Gestern habe ich endlich angefangen, Face à Gaïa von Bruno Latour zu lesen (deutsch: Kampf um Gaia: Acht Vorträge über das neue Klimaregime). Ich finde sehr viele Bezüge zu den Themen, mit denen ich mich, auch angeregt von Latour, jetzt schon länger beschäftige. Ein Detail: Jan Zalasiewicz, über den ich neulich geschrieben habe, gehört zu den Wissenschaftlern, bei denen sich Latour explizit bedankt.
Einer der wichtigsten Punkte in der ersten der acht Vorlesungen, die das Buch enthält: das Verhältnis von wissenschaftlicher Neutralität und Politik. Latour greift auf, wie Klimawissenschaftler mit den sogenannten Klimaskeptikern debattieren und dabei in eine Falle gehen: Die Klimaskeptiker greifen im Interesse der Ölindustrie Ergebnisse der Erdsystemwissenschaft an. Die Forschung reagiert durch Diskussion dieser Angriffe, denen eine wissenschaftliche Basis fehlt. Die Diskussion alleine sorgt in der Öffentlichkeit für den Eindruck, dass es zu dieser Frage unterschiedliche legitime Positionen gibt und also die Zeit zum Handeln noch nicht gekommen ist. Die Alternative stellt Latour exemplarisch ausgehend von einer Figur des Dramas Gaia Global Circus dar, die einen bezahlten Klimaskeptiker anschreit: „Sagen Sie Ihren Herren, dass die Wissenschaftler auf dem Kriegspfad sind!“ Die Alternative besteht darin, die politische Funktion der Klimaskepsis zu analysieren und anzugreifen und damit die eigene Forschung explizit auch als politisch zu verstehen. Politisch bedeutet dabei nicht, dass es die Wissenschaft nicht mit objektiven Ergebnissen zu tun hat, sondern dass gerade diese objektiven Ergebnisse politische Konsequenzen haben.
Erste Bemerkung dazu: Latour hat sein Buch vor der Wahl Trumps zum Präsidenten und vor dem Brexit geschrieben.
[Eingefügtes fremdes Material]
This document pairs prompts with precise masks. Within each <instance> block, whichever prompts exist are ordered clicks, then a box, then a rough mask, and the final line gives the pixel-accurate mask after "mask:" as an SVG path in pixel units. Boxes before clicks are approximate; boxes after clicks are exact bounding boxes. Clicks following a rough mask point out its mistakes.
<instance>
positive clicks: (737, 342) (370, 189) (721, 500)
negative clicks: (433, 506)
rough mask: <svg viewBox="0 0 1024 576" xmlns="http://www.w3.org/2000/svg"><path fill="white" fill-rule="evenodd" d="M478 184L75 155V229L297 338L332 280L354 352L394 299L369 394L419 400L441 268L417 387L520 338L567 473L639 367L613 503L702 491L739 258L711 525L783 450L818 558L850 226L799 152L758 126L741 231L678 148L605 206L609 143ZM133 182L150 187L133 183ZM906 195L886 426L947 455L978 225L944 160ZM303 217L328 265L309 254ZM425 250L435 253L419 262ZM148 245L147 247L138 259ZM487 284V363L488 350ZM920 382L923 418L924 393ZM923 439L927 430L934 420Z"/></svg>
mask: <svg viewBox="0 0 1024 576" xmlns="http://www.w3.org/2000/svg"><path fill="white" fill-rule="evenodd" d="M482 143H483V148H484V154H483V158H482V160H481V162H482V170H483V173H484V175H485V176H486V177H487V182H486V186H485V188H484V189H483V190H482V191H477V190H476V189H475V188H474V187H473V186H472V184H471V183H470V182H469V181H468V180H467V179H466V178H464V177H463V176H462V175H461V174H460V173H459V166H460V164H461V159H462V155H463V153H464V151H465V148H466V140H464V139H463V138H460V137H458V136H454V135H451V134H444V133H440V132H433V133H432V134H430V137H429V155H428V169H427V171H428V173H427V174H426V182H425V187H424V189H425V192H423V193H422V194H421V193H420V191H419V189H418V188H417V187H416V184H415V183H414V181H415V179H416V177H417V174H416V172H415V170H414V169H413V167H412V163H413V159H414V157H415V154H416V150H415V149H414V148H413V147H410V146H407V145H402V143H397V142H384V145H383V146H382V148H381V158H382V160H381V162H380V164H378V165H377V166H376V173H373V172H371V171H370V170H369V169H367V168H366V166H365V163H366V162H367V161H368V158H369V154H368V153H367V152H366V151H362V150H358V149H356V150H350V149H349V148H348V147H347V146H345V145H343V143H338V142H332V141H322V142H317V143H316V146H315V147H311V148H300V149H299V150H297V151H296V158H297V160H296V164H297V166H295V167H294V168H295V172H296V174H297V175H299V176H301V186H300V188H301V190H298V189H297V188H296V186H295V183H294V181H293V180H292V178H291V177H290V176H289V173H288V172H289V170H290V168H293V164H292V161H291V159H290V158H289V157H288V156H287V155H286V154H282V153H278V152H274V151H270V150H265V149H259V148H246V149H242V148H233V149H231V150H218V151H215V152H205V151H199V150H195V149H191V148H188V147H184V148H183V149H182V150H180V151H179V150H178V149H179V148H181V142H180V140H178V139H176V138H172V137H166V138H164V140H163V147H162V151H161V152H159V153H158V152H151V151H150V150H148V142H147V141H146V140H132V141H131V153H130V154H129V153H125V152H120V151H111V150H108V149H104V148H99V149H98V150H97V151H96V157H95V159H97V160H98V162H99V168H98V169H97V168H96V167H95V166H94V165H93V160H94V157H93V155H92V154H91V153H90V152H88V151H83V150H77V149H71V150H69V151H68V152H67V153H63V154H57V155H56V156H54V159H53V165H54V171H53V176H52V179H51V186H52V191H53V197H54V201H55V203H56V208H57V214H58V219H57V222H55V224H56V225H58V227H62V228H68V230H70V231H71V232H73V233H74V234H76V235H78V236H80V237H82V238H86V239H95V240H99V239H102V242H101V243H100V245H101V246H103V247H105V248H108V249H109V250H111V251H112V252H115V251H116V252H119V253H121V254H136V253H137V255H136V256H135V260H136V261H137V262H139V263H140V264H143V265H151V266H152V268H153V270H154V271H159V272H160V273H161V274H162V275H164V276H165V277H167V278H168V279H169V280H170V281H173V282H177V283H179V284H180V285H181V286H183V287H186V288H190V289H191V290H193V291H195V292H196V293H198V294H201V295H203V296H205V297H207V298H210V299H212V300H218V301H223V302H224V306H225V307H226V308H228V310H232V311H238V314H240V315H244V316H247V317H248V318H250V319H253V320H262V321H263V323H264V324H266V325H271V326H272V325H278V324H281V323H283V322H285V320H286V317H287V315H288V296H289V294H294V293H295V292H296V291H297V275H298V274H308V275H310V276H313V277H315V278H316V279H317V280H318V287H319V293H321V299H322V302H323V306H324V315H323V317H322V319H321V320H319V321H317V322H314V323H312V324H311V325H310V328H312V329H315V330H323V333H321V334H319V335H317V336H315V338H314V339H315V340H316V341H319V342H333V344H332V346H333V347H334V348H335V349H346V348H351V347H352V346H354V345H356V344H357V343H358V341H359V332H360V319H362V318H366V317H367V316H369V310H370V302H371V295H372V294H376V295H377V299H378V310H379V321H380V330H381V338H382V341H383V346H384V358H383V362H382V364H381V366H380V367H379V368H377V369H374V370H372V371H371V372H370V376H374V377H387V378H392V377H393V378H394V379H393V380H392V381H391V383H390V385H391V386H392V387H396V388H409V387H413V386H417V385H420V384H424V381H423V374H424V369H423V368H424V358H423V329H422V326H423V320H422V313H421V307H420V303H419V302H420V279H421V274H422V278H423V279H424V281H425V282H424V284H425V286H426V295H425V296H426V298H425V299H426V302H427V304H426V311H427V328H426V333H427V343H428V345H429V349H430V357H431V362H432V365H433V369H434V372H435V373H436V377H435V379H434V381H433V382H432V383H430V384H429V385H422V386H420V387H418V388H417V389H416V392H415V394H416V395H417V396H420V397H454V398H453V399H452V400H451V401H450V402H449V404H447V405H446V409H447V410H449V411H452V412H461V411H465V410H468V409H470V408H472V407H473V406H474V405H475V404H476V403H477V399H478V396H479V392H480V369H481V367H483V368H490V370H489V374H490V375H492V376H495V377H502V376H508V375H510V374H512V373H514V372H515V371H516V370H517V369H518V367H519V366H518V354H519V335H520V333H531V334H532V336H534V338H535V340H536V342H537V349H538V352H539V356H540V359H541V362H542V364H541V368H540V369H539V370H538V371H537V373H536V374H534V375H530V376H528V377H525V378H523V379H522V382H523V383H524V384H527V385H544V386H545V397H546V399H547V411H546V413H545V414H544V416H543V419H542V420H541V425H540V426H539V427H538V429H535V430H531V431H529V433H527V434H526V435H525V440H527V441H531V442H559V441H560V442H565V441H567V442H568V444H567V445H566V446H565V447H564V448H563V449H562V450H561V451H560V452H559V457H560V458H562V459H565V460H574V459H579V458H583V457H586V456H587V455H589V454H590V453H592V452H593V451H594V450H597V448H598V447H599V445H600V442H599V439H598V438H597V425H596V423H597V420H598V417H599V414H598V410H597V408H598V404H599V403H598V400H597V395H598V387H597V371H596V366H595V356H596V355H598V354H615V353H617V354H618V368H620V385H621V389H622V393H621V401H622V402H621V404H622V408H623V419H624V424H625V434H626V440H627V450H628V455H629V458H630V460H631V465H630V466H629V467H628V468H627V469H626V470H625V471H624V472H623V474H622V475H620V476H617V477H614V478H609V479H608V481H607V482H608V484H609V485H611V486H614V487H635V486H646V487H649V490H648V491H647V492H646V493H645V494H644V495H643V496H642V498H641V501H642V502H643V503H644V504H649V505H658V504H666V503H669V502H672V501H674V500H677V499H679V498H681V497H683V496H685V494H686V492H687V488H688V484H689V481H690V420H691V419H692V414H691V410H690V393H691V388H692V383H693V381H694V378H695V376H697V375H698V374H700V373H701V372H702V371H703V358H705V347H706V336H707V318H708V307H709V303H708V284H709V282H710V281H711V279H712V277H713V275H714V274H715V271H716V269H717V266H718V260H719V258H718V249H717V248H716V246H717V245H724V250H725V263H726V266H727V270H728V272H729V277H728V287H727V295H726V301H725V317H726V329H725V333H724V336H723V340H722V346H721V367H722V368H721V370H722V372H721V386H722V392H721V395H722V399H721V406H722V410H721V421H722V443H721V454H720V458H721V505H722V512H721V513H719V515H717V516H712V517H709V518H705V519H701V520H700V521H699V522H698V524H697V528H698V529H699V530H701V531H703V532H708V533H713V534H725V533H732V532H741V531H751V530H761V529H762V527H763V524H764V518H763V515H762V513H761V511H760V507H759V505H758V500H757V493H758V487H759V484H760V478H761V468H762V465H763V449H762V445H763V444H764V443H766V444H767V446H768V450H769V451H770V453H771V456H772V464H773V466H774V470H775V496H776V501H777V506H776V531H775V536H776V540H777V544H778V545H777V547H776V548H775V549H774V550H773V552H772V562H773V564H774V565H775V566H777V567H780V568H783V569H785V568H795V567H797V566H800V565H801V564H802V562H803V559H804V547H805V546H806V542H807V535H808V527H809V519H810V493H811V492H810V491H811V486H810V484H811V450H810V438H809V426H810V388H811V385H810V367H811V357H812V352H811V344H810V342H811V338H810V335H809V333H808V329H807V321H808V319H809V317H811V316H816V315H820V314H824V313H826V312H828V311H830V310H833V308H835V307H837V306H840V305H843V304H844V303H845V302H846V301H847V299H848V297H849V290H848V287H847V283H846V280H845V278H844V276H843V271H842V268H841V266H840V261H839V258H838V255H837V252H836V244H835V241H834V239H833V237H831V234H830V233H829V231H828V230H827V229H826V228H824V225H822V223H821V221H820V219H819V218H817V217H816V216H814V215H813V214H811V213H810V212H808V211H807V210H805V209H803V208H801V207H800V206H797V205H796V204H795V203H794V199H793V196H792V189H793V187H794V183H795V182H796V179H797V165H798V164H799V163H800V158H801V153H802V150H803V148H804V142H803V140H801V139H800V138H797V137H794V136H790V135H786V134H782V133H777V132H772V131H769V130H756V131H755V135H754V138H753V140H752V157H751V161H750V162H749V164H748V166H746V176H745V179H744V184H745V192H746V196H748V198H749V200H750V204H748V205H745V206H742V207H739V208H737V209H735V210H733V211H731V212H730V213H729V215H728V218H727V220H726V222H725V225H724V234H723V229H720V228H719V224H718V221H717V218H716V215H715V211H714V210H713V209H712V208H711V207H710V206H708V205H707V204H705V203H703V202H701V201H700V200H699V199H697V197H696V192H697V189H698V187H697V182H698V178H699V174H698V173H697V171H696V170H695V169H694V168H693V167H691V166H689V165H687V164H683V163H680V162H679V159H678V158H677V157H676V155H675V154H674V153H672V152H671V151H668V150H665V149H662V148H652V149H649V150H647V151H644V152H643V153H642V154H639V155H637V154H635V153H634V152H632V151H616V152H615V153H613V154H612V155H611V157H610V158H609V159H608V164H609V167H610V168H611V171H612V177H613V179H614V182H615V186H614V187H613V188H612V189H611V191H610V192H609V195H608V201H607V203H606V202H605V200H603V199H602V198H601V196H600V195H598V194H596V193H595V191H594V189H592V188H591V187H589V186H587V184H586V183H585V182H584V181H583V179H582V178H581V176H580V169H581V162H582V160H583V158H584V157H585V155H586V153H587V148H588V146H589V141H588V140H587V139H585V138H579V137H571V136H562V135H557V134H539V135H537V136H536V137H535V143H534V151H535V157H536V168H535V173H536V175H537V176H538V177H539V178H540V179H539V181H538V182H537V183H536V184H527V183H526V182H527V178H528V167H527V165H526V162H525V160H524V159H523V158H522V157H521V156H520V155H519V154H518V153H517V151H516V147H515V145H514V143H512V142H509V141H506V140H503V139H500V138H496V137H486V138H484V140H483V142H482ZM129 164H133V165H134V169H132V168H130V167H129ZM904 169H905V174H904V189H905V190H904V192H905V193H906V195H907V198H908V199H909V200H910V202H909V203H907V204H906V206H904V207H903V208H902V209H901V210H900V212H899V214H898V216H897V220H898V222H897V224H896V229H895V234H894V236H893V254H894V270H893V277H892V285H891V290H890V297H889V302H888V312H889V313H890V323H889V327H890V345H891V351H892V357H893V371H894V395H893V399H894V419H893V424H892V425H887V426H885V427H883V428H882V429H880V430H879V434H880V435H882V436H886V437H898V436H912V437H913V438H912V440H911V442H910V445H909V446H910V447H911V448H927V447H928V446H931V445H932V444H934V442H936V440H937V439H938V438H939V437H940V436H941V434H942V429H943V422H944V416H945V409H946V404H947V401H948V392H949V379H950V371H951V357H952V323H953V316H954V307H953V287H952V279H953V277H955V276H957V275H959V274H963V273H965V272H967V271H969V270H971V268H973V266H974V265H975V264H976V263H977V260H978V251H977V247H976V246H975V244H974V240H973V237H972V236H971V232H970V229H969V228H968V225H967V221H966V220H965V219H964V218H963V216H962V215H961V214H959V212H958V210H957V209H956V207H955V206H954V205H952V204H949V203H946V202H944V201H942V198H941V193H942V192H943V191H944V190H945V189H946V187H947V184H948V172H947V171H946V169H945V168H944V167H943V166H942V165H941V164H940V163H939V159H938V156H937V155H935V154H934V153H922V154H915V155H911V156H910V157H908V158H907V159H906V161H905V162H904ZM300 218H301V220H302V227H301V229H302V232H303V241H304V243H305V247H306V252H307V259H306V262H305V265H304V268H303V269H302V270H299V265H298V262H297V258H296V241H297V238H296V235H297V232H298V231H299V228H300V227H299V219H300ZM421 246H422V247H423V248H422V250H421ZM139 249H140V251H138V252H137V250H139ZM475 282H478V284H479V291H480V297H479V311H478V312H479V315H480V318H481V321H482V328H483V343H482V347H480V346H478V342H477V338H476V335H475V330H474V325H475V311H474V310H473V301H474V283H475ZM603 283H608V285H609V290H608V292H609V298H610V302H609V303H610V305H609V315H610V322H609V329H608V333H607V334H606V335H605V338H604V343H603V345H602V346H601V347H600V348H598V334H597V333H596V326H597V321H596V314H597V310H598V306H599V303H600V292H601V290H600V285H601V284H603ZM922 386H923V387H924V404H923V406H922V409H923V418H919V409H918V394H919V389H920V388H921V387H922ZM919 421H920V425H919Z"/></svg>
Es bezieht sich auf das, was man, wiederum mit einem bewusst irreführenden Ausdruck, Klimawandel nennt. Es ist frappierend, jetzt im Nachhinein zu sehen, dass die klimaskeptische Form der Argumentation mit, wie es dann später genannt wurde, alternativen Fakten für die gesamte Manipulations-Maschinerie des Ethnonationalismus oder Rechtspopulismus übernommen wurde. Die Gleichheit in der Form zwischen der sogenannten Klimaskepsis und der übrigen Propaganda Trumps, der Brexiter und ihrer Gesinnungsgenossen ist ein wichtiges Indiz dafür, dass der Klimanotstand das Phänomen ist, von dem ausgehend man diese neuen rechten Bewegungen verstehen muss—so wie man den Faschismus der 30er Jahre als Reaktion auf eine drohende sozialistische Revolution verstanden hat.
Zweite Bemerkung: Die Argumentation für ein politisches Selbstverständnis der Wissenschaft lässt sich auf den Journalismus übertragen, z.B. in Bezug auf die Debatten über die Objektivität des ORF und sein Verhältnis zur FPÖ. Journalismus bemüht sich, genau wie die Wissenschaft, um Objektivität, und diese Objektivität ist als solche politisch. Vom Journalismus zu verlangen, er solle unterschiedliche Positionen zu Wort kommen lassen, obwohl von diesen Positionen die einen klar faktenbasiert sind und die anderen mit alternativen Tatsachen oder Fiktionen arbeiten, bedeutet, eine ähnliche Falle aufzustellen, wie die, in die die Klimaforschung oft gegangen ist. Das Ethos der Neutralität des Journalismus wird benutzt, um objektiven Journalismus als parteiisch darzustellen—das ist die Grundfigur der antijournalistischen Hetze der FPÖ und der AfD. In Bezug auf den Journalismus ist dieser Zusammenhang immer wieder aufgedeckt worden—interessant finde ich die strukturelle Ähnlichkeit zu Latours Argumentation in Bezug auf die Wissenschaft.
Es geht hier um die Beziehungen zwischen der Epistemic Crisis, die zum Rechtspopulismus gehört, und der Klimakrise (auch dieser Ausdruck ist problematisch, weil Krisen enden). Es ist schwer kausale Beziehungen zwischen beiden nachzuweisen, aber sie verstärken sich offensichtlich wechselseitig.